Searching for a laugh? Your sense of humor is about to explode with comedy inside. Prepare to witness the Best Laughs from Jokes ever.

Santa was busy in removing a wheel from auto,
Banta asks: Y r u removing a wheel from ur auto?
Santa: Can't u read 'Parking for two wheelers only'

Santa joined NASA. After one month the Americans had to change the name from

Santa apni girl friend ko I Luv U kehta hai aur gir jata hai.
Gal: Yeh kya kar rahe ho?
Santa: I'm falling in love.

Santa: Today is Sunday & I wanna njoy, so I bought 3 movie tickets
Jeeto: Why 3?
Santa: For you and your parents

Museum Administrator: That's a 500-year-old statue u've broken.
Banta: Thanks God! I thought it was a new one.

A man to Santa: Aao ji chess khelein
Santa: Tu chal mein sports shoes pehen kar aaya.

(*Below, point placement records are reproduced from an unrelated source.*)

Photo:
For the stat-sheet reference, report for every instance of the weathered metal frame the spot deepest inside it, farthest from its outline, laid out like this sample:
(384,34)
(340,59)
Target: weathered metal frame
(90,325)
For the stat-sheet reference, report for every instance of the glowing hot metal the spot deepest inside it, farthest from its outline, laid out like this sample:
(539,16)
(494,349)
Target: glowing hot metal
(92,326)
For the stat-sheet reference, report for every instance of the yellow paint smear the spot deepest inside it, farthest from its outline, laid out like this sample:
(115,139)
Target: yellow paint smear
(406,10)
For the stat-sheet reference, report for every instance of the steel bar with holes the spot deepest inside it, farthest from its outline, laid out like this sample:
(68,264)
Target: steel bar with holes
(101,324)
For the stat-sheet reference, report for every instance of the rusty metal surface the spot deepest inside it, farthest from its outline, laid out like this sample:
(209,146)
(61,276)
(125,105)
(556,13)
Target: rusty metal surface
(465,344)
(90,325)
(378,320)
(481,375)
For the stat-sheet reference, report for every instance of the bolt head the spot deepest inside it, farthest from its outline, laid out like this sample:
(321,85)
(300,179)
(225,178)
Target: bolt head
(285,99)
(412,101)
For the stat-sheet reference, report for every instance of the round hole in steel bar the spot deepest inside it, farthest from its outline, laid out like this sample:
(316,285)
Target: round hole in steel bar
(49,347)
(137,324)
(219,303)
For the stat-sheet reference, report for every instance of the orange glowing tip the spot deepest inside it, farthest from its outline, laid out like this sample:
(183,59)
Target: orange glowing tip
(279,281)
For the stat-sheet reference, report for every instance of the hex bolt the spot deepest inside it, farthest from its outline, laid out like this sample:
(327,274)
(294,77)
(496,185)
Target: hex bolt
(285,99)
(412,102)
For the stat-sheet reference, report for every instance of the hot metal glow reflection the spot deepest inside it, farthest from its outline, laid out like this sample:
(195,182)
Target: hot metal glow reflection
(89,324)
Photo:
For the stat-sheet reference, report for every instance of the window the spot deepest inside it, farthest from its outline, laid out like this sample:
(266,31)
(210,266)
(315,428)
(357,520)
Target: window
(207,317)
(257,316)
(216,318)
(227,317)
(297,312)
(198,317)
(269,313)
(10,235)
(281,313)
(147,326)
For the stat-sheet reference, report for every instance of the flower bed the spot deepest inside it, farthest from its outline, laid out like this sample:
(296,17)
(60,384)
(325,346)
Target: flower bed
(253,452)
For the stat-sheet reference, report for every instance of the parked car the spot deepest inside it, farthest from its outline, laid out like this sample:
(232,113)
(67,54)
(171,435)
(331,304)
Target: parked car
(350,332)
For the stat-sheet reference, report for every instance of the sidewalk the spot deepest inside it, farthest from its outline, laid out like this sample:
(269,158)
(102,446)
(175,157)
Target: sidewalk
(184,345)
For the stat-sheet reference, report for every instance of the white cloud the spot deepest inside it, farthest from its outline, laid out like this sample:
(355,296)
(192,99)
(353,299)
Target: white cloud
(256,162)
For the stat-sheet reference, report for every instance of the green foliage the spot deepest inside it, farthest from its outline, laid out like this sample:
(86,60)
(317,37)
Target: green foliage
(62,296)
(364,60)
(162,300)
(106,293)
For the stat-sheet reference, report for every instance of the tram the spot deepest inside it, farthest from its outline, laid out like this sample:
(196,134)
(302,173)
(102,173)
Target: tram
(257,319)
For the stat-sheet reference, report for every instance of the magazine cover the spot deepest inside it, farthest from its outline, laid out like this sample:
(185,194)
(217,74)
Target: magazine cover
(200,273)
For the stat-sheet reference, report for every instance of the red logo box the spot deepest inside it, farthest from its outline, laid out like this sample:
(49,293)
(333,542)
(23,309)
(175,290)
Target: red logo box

At the scene of an accident a man was crying: O God! I have lost my hand, oh!
Santa: Control yourself. Don't cry. See that man. He has lost his head. Is he crying?

In an interview,
Interviewer: How does an electric motor run?
Santa: Dhhuuuurrrrrrrrrr. ....
Inteviewer shouts: Stop it.
Santa: Dhhuurrrr dhup dhup dhup...

Santa was getting bitten by mosquitoes the whole night. He got
drank poison & said,
Ab kaato saalon, sab maroge!

Banta: U cheated me.
Shopkeeper: No, I sold a good radio to u.
Banta: Radio label shows Made in Japan but radio says This is all

Tourist: Whose skeleton is that?
Santa: Tipu's skeleton.
Tourist: Whose that smaller skeleton next to it?